Balcani alluvionati. «Allarmi tardivi». In Serbia monta la rabbia

Dopo il disastro i media rilanciano le accuse dei social. Il sindaco di Obrenovac: «Non sono colpevole»
epa04219417 People wait in line to get drinkable water in Obrenovac, Serbia, 22 May 2014. A state of emergency has been declared in Serbia due to severe floods caused by rain falling for more than 48 hours. Thousands of people in Bosnia, Serbia and Croatia were evacuated as rising floodwaters swallowed homes and farmland after last week's record rains. EPA/KOCA SULEJMANOVIC
epa04219417 People wait in line to get drinkable water in Obrenovac, Serbia, 22 May 2014. A state of emergency has been declared in Serbia due to severe floods caused by rain falling for more than 48 hours. Thousands of people in Bosnia, Serbia and Croatia were evacuated as rising floodwaters swallowed homes and farmland after last week's record rains. EPA/KOCA SULEJMANOVIC

BELGRADO. Il bilancio parziale delle vittime per le alluvioni in Serbia, 27 - la metà nella sola Obrenovac - poteva essere meno drammatico. Non è vero, la catastrofe era inevitabile. Sono queste le due campane, la prima è la più assordante, che si ascoltano nella Serbia ancora traumatizzata dall’epocale disastro delle inondazioni. Serbia dove fioriscono i dubbi sull’efficacia della gestione dell’emergenza in particolare nella città di Obrenovac, la più colpita dal disastro, fino a pochi giorni fa completamente sommersa dall’acqua, città che rimarrà nella memoria anche per la coraggiosa e incessante opera dei soccorritori e dei volontari.

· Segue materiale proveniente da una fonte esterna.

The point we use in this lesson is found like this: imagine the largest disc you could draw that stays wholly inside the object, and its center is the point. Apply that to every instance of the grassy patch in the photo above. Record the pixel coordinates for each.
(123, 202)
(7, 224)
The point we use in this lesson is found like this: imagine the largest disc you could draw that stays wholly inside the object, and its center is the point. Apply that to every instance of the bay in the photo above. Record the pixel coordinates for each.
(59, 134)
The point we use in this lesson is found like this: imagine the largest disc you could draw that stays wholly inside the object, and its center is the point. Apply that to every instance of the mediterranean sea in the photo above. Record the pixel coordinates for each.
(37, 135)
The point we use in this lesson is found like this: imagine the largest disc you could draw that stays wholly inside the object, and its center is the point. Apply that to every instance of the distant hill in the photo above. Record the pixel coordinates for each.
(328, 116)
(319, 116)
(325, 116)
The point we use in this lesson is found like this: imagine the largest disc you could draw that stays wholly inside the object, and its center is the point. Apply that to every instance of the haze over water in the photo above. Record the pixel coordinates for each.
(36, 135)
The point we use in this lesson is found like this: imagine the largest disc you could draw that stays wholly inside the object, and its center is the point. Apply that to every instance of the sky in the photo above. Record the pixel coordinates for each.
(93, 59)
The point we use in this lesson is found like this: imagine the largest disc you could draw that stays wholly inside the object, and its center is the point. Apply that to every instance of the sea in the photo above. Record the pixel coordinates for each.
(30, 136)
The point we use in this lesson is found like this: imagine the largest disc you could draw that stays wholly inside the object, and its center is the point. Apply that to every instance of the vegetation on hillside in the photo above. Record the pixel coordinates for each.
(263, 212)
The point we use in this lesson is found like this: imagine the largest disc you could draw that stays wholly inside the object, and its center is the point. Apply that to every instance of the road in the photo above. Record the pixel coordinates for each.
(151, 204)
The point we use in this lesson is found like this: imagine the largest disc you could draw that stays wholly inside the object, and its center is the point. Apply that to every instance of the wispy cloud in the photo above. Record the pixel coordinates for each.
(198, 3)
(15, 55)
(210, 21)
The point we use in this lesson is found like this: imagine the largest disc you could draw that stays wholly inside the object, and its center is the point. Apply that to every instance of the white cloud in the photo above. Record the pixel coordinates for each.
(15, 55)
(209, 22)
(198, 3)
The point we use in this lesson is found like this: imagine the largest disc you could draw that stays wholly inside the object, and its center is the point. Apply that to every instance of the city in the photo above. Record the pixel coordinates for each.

Ma ci sarebbe un’altra faccia della medaglia, assai oscura. Continuano a scoprirla le testimonianze che circolano da giorni sui social network, ora riprese con insistenza da parte dei media locali. Già giovedì scorso, prima del disastro di venerdì, «sapevano cosa sarebbe successo, lo sapevano otto ore prima e non hanno dato l’ordine di evacuazione alla popolazione», ha scritto Ivana Lalovic, di Obrenovac, sul suo profilo Facebook. Prima dell’esondazione «in città c’erano solo quattro piccole pompe e zero sacchi di sabbia», «se ci fosse stato un allarme tempestivo» prima che «andasse via la luce e arrivasse una grande quantità d’acqua», se fossero state organizzate squadre per la difesa degli argini «si sarebbero salvate vite umane», ha scritto Aleksandar Sindjelic. Messaggi, condivisi da migliaia di persone, che collimano con altre testimonianze che puntano il dito contro il numero uno della municipalità, Miroslav Cuckovic, accusato da più parti di non aver ascoltato gli avvisi degli esperti, come quelli emessi già il 13 maggio dall’Istituto idrometeorologico serbo.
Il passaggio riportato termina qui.